Editorial history: the work has been transmitted in four successive recensions of increasing scope: the first recension contained fifteen fascicles; the second seventeen; the third seventeen with the original Henchi-in Sōjō Jōken (遍智院僧正成賢) detailed back-of-page notes; the fourth recension was fully recorded by Ninna-ji Zenkaku 仁和寺禪覺 in fifty fascicles. Raiyu’s present Mìchāo wèndá — the twenty-two fascicle version — represents his late-Kamakura systematic question-and-answer treatment of this multi-recension transmission.

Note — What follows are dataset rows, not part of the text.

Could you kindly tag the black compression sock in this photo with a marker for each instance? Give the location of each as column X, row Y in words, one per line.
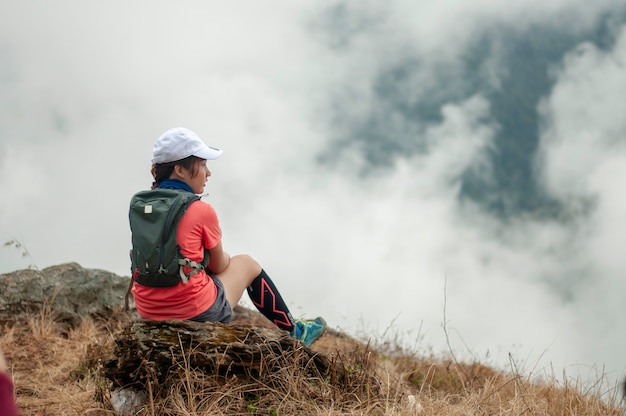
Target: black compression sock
column 268, row 301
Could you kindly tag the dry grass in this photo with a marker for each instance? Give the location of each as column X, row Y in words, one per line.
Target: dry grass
column 58, row 371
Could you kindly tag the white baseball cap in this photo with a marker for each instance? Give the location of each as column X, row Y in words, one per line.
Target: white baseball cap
column 179, row 143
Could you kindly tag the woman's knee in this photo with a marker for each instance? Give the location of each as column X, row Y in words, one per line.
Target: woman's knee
column 248, row 265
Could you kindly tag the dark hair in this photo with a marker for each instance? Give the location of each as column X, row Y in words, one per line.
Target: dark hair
column 163, row 171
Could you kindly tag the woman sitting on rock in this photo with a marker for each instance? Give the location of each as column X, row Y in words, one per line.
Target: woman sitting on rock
column 204, row 293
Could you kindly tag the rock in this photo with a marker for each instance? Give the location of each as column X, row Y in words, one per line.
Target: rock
column 68, row 291
column 149, row 351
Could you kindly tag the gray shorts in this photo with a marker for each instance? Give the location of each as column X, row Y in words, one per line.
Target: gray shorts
column 220, row 311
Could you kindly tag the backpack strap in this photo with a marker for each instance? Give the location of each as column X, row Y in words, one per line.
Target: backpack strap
column 196, row 267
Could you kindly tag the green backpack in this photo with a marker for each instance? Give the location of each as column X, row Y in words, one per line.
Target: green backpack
column 155, row 257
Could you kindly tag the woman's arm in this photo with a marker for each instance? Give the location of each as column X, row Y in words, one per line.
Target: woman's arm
column 218, row 259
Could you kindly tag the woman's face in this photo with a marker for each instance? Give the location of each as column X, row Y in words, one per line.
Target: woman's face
column 196, row 181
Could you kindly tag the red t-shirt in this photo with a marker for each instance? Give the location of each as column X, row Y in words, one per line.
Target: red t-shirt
column 7, row 404
column 197, row 229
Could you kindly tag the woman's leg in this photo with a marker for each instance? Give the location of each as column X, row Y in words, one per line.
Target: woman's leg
column 243, row 273
column 239, row 274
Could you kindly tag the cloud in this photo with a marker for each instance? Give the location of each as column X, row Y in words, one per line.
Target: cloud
column 85, row 90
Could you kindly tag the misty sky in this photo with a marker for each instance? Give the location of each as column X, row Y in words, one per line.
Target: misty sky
column 285, row 89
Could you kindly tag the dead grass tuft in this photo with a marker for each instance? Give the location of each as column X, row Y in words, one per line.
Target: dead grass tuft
column 58, row 371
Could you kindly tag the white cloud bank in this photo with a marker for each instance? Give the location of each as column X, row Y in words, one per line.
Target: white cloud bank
column 85, row 90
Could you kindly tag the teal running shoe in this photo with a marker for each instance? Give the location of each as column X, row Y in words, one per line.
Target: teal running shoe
column 308, row 331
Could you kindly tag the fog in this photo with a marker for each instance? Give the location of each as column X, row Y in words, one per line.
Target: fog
column 379, row 251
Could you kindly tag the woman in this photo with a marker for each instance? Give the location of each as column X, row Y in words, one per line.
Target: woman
column 179, row 162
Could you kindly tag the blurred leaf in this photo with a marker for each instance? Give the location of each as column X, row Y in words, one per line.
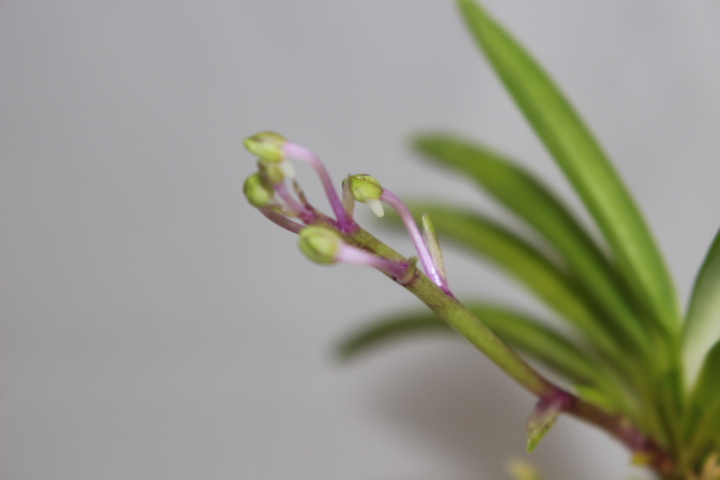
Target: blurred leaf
column 526, row 334
column 541, row 421
column 522, row 193
column 583, row 162
column 702, row 421
column 525, row 263
column 702, row 328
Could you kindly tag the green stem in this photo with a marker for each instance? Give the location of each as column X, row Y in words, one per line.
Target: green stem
column 447, row 307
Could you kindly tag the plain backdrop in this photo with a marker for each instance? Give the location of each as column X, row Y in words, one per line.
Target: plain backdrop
column 154, row 326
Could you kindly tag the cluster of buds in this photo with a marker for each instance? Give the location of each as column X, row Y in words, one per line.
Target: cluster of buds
column 331, row 239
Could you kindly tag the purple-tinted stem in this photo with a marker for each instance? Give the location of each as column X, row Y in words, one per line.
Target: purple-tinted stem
column 423, row 252
column 358, row 256
column 305, row 213
column 281, row 220
column 294, row 150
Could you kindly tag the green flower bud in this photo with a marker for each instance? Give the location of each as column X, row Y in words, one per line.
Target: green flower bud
column 267, row 145
column 273, row 173
column 257, row 192
column 320, row 244
column 366, row 189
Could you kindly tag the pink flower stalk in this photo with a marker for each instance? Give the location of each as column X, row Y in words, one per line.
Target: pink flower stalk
column 345, row 222
column 325, row 245
column 426, row 258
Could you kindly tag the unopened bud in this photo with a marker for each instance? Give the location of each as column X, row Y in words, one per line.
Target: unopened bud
column 367, row 189
column 257, row 192
column 268, row 146
column 275, row 173
column 321, row 244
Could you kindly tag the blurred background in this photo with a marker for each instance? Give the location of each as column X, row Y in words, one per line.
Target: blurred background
column 155, row 326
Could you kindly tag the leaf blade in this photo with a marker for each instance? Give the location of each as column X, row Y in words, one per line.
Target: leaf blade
column 526, row 264
column 527, row 197
column 584, row 163
column 702, row 327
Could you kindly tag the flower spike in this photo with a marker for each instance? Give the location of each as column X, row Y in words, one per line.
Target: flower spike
column 267, row 145
column 257, row 192
column 326, row 246
column 426, row 257
column 366, row 189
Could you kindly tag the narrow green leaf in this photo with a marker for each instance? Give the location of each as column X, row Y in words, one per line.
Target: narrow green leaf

Method: a comprehensive ritual-scholastic Q&A, organized by ritual-deity and ritual-stage, treating the entire range of Shingon ritual practice. The opening Q&A on the work’s history is followed by sustained doctrinal-and-ritual examination of mudrā, mantra, visualisation, and ritual-purpose for each rite.
Significance: with KR6t0241 Usu-zōshi kuketsu, the principal Raiyu witness to the late-Kamakura Daigo Sanbō-in Hō’on-in ritual scholasticism. Together the two works represent the most extensive single oral-transmission compilation of medieval Japanese Esoteric Buddhist ritual learning.
Translations and research
- No substantial Western-language translation located.
- For the late-Kamakura Shingon scholastic-ritual tradition: Kushida Ryōkō, Zoku Shingon Mikkyō seiritsu katei no kenkyū (1979); Tomabechi Seiichi 苫米地誠一, Daigo-ji Sanbō-in monzeki to chūsei mikkyō 醍醐寺三寶院門跡と中世密教 (Tokyo: Hōzōkan, 2005).